McLean also treated some Afghans who were brought into the base, and even a Taliban detainee held for interrogation. The detainee wore ear muffs and blinders so that he would not pick up any information or communicate.
The dentist’s patients also included a German shepherd used to sniff out bombs. McLean worked on one of the dog’s teeth after the dog had been put under anesthesia.
“I did a root canal for the canine of a canine,” he said.
Presidential visit
Morale in the base’s high stress environment was boosted by people such as President Barack Obama, who visited on the evening of March 28. Obama’s arrival was unannounced but McLean knew that something was up that evening because things became eerily quiet the hour before the president’s plane flight came in. Silence was not the norm on the base, a city that never slept.
“It’s almost always loud and bustling. It never shuts down,” McLean said.
The men and women Obama visited included the wounded at the base’s hospital. Obama pinned Purple Hearts on all the injured American men and women he visited, including one man who was severely injured and unconscious. Obama at first laid the Purple Heart next to the soldier, fearing that pinning it on him might complicate his condition. Maj. John Bini, the base’s trauma director, then stepped forward and almost commanded Obama to pin the Purple Heart on to him.
“You should do it. He is one of your soldiers,” Bini said.
Obama quickly agreed and pinned on the Purple Heart.
“It was an emotional moment,” said McLean, who did not meet Obama but was later told of his visit to the base’s hospital.
McLean believes the Taliban may have suspected Obama was at the air base because rockets were fired at it minutes after the president left.
Entertainers who visited the base included county singer Toby Keith and retired NFL star Michael Strahan. The former football player is recognizable to millions in the United States because of a gap in his front teeth which gives him a signature smile.
McLean told Strahan good naturedly during his visit that he could fix the gap in his teeth. Strahan said he would never consider it.
“No way,” Strahan said. “That’s my money maker.”
No K rations
Life was hard at Bagram air base but everyone ate well.
“We had steak and lobster every Friday,” he said. “That is the one real perk of being over there, you eat well on the base.”
Otherwise life was not only dangerous but hard. Food was plentiful but good water scarce. Only bottled water was available for drinking and everyone was limited to three-minute showers.
Conditions were always dry and dusty. So clouded was the air that men and women joked about getting the black lung disease which afflicts miners.

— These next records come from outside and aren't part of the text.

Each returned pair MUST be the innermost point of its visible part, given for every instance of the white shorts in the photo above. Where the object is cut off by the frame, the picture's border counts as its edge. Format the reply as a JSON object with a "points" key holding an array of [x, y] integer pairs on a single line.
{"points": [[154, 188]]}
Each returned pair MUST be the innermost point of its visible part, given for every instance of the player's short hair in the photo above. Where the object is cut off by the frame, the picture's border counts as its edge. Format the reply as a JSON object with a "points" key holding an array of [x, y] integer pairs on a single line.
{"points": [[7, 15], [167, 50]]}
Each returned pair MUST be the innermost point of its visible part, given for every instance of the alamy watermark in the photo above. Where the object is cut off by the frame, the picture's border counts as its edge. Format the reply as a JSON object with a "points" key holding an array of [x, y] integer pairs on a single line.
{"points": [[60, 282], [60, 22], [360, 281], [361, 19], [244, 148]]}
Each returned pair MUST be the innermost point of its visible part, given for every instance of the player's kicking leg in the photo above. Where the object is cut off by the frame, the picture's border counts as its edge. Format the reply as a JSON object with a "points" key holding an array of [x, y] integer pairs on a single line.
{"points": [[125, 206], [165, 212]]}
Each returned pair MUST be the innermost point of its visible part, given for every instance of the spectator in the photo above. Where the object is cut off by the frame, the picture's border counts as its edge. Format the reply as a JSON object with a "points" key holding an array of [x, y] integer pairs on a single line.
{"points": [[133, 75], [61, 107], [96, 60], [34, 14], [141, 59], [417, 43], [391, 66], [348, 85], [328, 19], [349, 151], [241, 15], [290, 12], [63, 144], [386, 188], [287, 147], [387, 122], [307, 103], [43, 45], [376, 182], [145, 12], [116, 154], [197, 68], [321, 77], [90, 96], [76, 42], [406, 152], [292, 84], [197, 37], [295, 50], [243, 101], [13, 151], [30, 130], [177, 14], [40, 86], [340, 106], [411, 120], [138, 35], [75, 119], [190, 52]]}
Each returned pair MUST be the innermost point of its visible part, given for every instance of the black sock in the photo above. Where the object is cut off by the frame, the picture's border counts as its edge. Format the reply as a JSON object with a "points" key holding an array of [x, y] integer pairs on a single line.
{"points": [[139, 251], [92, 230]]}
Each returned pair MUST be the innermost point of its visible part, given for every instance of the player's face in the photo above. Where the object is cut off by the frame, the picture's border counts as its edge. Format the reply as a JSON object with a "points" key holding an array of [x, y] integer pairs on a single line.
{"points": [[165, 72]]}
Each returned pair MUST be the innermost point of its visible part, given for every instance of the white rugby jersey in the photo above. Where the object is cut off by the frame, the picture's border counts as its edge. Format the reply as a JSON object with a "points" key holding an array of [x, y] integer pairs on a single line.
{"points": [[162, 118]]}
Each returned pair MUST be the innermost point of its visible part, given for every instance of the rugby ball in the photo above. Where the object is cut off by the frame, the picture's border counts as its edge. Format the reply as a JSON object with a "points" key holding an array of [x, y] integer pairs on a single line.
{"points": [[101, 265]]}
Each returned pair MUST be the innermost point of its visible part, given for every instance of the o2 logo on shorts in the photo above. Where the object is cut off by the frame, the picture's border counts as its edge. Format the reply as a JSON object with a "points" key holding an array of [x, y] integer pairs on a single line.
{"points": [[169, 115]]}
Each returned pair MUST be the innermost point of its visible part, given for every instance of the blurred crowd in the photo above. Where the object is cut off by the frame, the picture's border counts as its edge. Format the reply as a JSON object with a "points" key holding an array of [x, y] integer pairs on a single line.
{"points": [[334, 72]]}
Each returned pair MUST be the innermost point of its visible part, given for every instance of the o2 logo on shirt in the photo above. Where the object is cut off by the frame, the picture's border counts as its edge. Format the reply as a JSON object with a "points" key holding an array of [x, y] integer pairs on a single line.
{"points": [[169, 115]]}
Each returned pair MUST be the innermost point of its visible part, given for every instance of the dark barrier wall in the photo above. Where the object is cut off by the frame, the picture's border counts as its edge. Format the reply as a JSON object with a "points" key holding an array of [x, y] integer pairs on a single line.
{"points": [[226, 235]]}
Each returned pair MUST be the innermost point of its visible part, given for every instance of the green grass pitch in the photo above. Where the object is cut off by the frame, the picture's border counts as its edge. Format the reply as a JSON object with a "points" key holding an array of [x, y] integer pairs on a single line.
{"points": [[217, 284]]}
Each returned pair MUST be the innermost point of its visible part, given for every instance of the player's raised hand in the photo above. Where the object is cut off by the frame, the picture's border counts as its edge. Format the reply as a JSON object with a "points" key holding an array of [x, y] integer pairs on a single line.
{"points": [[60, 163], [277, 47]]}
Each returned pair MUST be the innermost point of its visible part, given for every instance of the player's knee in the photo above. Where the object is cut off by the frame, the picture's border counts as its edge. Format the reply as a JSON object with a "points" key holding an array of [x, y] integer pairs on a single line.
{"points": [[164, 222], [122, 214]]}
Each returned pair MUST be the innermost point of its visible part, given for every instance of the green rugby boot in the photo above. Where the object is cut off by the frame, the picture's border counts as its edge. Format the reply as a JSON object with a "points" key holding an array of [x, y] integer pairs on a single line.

McLean and others at the base also endured a feeling of confinement since they could not leave.
“You lose a lot of freedoms you have at home because of the security restrictions.”
McLean said he received a morale boost each day when he talked with his wife, Kristine, and their children, Cole and Kade, via telephone and the Internet. They were living on the coast at Oceanside.
McLean, who graduated from Oregon Health and Science University in 2007, began practicing dentistry in La Grande in August. He assumed the practice of Lynn Harris, who retired after a 36-year career in La Grande.
McLean said he benefited greatly from serving in the U.S. Army in part because he received four months of oral surgery training before he went to Afghanistan. The oral surgery training gave him the ability to remove impacted wisdom teeth in Bagram and is helping him in his practice today
McLean credits his high stress experience at Bagram air base with making it easier for him to begin his dental practice in La Grande.
“It has made routine things easier to manage,” McLean said. “I have confidence that I can handle complex situations because I have been through a complex experience.”